Closed fredericpiesschaert closed 5 years ago
@fredericpiesschaert, I assume by ID you mean the key field from the database, not just the sequence ID from the input vector?
Suppose you have the following dataframe df
taken from the database:
df <- data.frame(ID = letters[1:10], pressure = c(1033:1041, 900))
print(df, row.names = FALSE)
#> ID pressure
#> a 1033
#> b 1034
#> c 1035
#> d 1036
#> e 1037
#> f 1038
#> g 1039
#> h 1040
#> i 1041
#> j 900
Then you can add the outlier
column like this:
df$outlier <- gwloggeR::detect_outliers(df$pressure)
print(df, row.names = FALSE)
#> ID pressure outlier
#> a 1033 FALSE
#> b 1034 FALSE
#> c 1035 FALSE
#> d 1036 FALSE
#> e 1037 FALSE
#> f 1038 FALSE
#> g 1039 FALSE
#> h 1040 FALSE
#> i 1041 FALSE
#> j 900 TRUE
Now you have the ID
and the outlier
field in one dataframe, which can be used for updating the DB. Does this solve the problem?

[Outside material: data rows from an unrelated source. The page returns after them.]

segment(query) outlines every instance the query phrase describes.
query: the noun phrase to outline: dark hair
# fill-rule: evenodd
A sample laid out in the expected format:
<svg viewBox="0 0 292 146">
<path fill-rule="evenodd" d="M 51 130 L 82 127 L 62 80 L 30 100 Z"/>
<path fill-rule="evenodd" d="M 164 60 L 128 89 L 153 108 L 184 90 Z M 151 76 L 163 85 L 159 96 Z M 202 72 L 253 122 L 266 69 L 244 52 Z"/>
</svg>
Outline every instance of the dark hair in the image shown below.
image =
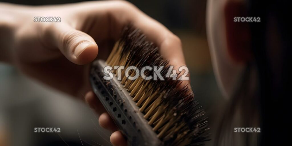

I could add an extra argument key
to detect_outliers()
, but this doesn't seem to be essential for the function, hence I rather not to.
What do you think?
@Jo-Loos could this do the trick?
works like a charm
@DavorJ ID's are currently not included in the output vector, you just get a true/false sequence following the order of the inputfile: [1] FALSE FALSE FALSE FALSE TRUE FALSE FALSE FALSE FALSE FALSE This is OK when you work with input-files, but when generating the input directly from the DB - as Jo is implementing it - this becomes fishy, because records can be deleted/added in the meantime. Hence, adding ID to the output is quite essential.